The northern market for prompt wheat and barley remains scrappy as small amounts trade at diverse values, and growers are paying attention to rising premiums for high-protein new-crop wheat.

This week Last week Change
Barley Downs early Oct $325 $335 Down
Barley Downs Jan $255 $250 Up
Barley Melbourne Oct $250 $235 Up
Barley Melbourne Jan $250 $235 Up
Wheat Downs early Oct $365 $305 Up
Wheat Downs Jan $295-$300 $283 Up
Wheat Melbourne Oct $315 $305-$310 Up
Wheat Melbourne Jan $300 $290 Up
Sorghum Downs Oct $285 $305 Down
Sorghum Downs Mar-Apr $285 $295 Down

Table 1: Indicative delivered grain prices in AUD per tonne.

Shoulder season arrives

While the inverse between current and new-crop has disappeared in the southern barley market, and steadied at around $15 per tonne on wheat, a slow and patchy start to harvest is keeping it alive in the north.

Trade sources are reporting the second-half October market for wheat and barley as being the shoulder between prompt and new-crop values, and transacting more volume than nearby.

Delta Grain Marketing broker Tom Vanzella said prices seen in the latest Saudi tender and some nearby demand had been supportive of barley values in this shoulder period.

“There’s a fair bit of interest in what’s on farm,” Mr Vanzella said.

“With the Saudi business, the barley market has been quite firm.”

Confidence that barley harvesting, and some selling straight off the header, will be under way on the north-west plains of New South Wales by mid-October have cash prices trading at only a slight premium to new-crop.

“Everyone’s sweating on this big crop that’s coming at us.”

The last parcels of current-crop barley to be found in north-west NSW are selling for immediate pick-up at up to $300-$310/t on farm to go to a handful of local feedlots which cannot wait for harvest pressure to soften the market.

“Most feedlots are happy to wait until harvest starts, especially seeing as a lot of them are uncertain about what sort of numbers they’ll have on over summer,” one buyer said.

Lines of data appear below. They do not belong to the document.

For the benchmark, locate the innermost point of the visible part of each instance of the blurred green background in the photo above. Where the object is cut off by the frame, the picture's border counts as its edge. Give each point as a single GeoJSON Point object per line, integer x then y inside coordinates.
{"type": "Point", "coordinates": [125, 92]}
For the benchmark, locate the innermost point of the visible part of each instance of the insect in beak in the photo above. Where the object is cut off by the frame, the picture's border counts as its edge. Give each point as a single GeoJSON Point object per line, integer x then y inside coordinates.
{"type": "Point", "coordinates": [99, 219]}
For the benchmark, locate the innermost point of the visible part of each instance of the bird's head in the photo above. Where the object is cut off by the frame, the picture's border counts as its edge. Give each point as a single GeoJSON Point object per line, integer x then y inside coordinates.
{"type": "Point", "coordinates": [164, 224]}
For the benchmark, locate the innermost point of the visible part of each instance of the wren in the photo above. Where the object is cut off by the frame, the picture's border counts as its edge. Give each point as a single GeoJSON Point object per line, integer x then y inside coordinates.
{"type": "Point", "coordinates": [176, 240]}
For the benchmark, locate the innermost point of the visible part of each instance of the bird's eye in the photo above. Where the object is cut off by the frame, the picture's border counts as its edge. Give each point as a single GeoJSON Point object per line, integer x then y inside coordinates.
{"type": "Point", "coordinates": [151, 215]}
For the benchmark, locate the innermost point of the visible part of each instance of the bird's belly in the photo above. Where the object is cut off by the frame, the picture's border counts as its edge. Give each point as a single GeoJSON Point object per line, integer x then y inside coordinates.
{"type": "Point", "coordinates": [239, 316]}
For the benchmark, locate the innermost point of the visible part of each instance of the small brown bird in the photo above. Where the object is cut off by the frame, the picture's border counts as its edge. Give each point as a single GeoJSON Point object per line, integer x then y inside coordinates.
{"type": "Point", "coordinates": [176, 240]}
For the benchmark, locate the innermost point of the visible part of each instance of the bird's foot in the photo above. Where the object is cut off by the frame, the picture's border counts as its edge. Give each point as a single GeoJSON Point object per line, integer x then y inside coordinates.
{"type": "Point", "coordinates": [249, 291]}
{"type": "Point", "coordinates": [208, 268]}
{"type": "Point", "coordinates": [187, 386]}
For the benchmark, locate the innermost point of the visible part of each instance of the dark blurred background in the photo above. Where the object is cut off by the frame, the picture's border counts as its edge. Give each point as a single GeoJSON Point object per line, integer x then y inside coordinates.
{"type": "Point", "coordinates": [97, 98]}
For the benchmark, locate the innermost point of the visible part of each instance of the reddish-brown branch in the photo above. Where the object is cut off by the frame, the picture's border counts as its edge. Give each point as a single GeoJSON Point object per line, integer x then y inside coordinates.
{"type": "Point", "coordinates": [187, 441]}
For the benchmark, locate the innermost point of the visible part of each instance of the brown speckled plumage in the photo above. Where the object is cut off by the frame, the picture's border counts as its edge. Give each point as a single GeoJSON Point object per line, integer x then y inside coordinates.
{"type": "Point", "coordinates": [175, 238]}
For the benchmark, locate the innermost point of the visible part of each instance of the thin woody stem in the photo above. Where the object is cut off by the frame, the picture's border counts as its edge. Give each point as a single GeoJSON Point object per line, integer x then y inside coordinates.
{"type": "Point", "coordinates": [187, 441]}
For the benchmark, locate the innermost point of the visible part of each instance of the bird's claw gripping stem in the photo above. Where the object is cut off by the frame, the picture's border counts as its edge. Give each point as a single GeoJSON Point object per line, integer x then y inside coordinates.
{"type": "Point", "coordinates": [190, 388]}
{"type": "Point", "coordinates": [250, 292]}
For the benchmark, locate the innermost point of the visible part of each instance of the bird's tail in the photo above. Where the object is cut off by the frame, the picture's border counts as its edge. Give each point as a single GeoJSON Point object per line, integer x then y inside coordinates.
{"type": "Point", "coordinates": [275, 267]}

“Cattle are getting dearer, not cheaper.”

Wheat in demand

On wheat, Delta Grain Marketing general manager Mick Parry said multigrade contract values had risen by around $30/t since early September, and $10/t in the past week alone.

“Growers have sold a good deal of multigrade already, and they’ll probably sell some and store some of what’s left at harvest.”

With grain being accumulated for vessels loading from late November onward, plus some domestic demand, the southern market has also rallied.

“Southern NSW is up $20/t in the past three weeks.”

Mr Parry said multigrade prices were around $40-$50/t above comparable 2016 levels as NSW gears up to harvest a near-record volume of winter crop.

“Prices on wheat are just a bit above the long-term average, and canola is $75/t over the long-term average, so growers aren’t unhappy about selling at these levels.

“Protein spreads are starting to move a bit, and if there are any problems with weather, with the forecast for a wet spring, they will increase, and exporters will be rushing to buy the northern protein wheat.”

In Queensland, up-country consumers are paying enough to pull even high-protein wheat into the local feed market.

“There’s no premium for Prime Hard on the Downs, and the protein spread we saw years ago are dwindling because we don’t have that market into Asia for early high-protein wheat like we used to,” one trader said.

“They can get what they need at 12.5-13 per cent protein from the Black Sea around this time of year.”

Dry week for north

Only a few millimetres of rain are forecast for cropping areas in northern NSW and Queensland in the coming week.

This will allow harvest to get going or advance in the earlier areas, and crops to start ripening in the later ones.

Signs from the export market point to high wheat protein being rewarded once harvest rolls into the southern half of NSW, particularly if the crop comes home with a wet sail.

In the sorghum market, Queensland’s first and possibly only bulk shipment is currently loading in Gladstone, and prices appear to have softened with this business and nearby domestic demand now covered.